Allied to this is setting the expectations for what is discussed in the boardroom and what may be handled outside of it. Boards should avoid the situation in which decisions are discussed in advance of meetings by sub-groups who arrive effectively as a bloc with a ready-formed view. This can cause tension with directors who were not privy to prior discussions and can result in a ‘board within a board’ dynamic which outsiders find difficult to challenge.
Ongoing engagement – online and offline
Just as important as what happens at board meetings is the way that directors engage with one another and the company outside of them. Offering regular opportunities for education in the market sector and deeper insight into the organisation helps directors to stay engaged and to apply their expertise more effectively to the company. It also enables them to challenge when necessary from a position of direct knowledge, which can be very valuable.
Boardroom dynamics are built upon the quality of communication between directors, both during and outside meetings.

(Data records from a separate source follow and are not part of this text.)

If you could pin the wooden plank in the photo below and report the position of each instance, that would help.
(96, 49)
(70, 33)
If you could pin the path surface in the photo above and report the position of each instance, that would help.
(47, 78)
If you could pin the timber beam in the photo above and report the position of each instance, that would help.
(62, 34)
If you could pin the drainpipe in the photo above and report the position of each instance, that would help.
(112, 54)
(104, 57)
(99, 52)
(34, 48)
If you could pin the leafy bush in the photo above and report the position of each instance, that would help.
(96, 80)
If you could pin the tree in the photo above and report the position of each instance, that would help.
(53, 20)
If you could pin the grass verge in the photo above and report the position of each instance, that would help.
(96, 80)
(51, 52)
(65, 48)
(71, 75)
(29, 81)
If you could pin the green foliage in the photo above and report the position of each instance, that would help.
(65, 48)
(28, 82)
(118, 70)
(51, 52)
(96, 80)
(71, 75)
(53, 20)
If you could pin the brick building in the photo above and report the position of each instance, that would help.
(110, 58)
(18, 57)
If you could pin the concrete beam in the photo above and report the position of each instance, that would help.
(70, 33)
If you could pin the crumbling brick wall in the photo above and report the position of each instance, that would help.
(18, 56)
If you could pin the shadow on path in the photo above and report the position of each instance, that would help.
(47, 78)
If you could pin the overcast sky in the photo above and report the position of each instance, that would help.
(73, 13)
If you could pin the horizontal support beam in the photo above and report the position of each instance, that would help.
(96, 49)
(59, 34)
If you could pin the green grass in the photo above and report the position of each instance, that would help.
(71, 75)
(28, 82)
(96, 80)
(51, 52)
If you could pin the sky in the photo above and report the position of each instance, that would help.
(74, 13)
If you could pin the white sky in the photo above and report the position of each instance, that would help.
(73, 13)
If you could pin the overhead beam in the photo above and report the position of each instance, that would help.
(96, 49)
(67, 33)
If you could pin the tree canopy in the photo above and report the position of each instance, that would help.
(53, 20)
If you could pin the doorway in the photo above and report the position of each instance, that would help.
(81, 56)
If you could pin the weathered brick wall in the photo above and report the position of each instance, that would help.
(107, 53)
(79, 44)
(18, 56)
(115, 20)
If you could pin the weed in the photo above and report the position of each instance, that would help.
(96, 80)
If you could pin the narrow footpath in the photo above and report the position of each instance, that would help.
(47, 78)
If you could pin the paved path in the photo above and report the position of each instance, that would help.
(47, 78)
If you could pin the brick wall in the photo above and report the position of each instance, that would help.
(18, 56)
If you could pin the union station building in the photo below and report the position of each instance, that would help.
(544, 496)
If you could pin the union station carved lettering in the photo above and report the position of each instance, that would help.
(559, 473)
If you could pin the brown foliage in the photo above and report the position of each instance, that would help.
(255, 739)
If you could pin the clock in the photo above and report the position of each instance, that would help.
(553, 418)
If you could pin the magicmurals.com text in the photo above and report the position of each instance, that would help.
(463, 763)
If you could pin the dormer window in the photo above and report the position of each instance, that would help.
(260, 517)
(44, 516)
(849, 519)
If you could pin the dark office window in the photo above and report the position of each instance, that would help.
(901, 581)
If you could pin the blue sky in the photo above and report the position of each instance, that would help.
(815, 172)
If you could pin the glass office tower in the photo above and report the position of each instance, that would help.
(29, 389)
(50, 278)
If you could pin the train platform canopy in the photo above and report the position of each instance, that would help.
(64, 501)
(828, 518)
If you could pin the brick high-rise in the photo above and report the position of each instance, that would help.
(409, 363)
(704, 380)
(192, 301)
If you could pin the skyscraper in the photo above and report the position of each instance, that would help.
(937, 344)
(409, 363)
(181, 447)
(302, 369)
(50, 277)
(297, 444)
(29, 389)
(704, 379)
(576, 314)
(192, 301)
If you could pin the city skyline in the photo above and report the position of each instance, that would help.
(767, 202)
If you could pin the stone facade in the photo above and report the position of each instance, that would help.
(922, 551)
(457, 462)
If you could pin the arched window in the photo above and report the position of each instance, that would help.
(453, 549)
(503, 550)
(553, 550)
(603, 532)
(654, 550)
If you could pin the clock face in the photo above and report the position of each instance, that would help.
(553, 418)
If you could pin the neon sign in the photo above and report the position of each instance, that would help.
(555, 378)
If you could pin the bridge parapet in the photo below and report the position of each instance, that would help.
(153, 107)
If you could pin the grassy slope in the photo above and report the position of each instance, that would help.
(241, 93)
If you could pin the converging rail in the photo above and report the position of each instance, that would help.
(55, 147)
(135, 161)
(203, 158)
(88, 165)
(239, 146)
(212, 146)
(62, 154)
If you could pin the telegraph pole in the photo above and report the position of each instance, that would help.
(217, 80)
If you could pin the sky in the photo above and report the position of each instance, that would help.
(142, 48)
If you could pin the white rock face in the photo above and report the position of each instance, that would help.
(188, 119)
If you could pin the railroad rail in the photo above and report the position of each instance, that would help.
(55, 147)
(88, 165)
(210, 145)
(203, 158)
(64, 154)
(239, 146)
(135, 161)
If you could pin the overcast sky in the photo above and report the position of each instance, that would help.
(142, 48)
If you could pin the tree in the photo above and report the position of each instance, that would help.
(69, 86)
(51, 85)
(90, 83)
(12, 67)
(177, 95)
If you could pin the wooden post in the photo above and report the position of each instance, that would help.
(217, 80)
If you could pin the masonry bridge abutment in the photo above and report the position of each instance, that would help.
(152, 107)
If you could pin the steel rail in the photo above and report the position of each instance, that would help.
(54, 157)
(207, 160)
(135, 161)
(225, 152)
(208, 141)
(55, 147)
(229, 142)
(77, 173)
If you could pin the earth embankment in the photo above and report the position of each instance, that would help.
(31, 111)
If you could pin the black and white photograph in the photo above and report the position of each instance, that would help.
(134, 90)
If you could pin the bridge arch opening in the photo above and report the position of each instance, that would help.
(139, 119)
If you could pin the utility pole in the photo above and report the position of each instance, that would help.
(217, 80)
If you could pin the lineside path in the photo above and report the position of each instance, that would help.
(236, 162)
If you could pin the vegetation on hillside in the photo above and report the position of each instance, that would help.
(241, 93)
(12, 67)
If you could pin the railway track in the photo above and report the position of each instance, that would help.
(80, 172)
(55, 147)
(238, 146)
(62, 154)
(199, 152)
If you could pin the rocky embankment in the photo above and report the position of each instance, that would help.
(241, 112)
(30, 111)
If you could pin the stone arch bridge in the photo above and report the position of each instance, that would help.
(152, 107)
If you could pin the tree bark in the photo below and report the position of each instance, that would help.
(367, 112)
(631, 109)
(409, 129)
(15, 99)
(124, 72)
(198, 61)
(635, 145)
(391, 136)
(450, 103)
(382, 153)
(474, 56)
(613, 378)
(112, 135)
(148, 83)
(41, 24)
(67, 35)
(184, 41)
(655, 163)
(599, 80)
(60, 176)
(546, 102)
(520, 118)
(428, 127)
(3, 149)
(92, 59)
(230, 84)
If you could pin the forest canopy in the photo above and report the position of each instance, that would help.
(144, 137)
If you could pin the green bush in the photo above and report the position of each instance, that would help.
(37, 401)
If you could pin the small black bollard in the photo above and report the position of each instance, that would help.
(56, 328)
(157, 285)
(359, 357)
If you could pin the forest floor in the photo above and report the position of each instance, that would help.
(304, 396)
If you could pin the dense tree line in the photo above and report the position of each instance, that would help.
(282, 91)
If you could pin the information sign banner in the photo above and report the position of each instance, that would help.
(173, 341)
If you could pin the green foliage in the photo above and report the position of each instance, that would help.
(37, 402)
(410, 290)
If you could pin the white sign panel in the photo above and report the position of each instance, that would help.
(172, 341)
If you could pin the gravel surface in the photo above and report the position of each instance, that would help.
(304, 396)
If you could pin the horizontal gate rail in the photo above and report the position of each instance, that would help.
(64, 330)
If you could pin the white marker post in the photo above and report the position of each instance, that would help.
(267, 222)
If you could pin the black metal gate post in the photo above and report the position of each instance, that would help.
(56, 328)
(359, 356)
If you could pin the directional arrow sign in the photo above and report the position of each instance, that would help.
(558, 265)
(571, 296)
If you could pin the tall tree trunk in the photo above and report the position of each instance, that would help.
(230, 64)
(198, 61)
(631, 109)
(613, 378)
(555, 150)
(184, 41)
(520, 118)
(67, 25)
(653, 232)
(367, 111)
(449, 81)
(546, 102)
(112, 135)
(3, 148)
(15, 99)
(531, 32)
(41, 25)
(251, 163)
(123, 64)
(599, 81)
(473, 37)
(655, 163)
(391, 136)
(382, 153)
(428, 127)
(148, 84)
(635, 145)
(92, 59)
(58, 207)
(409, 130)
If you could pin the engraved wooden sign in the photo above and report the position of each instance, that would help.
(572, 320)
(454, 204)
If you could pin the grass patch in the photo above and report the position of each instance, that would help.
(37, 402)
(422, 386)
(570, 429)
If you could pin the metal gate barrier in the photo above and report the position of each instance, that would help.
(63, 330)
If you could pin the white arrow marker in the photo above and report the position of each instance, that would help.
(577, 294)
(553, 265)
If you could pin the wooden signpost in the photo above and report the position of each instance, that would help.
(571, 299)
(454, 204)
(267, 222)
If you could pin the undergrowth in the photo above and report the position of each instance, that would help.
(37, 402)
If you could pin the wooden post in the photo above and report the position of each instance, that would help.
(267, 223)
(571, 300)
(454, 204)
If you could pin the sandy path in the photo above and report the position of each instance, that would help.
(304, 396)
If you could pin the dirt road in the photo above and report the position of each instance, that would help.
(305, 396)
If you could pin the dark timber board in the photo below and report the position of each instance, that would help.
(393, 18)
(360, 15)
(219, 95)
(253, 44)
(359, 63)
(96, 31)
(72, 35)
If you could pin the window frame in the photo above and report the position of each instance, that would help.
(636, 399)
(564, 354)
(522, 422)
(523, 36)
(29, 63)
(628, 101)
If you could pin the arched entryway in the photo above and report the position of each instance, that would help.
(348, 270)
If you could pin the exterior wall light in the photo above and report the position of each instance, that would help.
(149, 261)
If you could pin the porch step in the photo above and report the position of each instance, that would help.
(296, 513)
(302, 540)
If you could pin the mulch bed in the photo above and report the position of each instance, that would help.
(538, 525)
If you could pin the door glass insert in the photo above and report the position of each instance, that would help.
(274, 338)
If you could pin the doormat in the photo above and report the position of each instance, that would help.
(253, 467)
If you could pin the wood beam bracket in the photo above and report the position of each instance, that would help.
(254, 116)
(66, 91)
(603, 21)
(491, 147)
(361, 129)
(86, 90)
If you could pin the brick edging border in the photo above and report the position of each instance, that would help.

Organisations can facilitate this and also keep their information secure by providing bespoke messaging systems and access to board and committee documentation that directors can access 24/7 and update in real time.
Fundamentally, maintaining healthy boardroom dynamics comes down to actively managing that essential tension to make the most of intelligent, focused debate. Talented Chairs, robust frameworks and a programme of ongoing engagement and communication all contribute to the Goldilocks effect of getting things “just right.”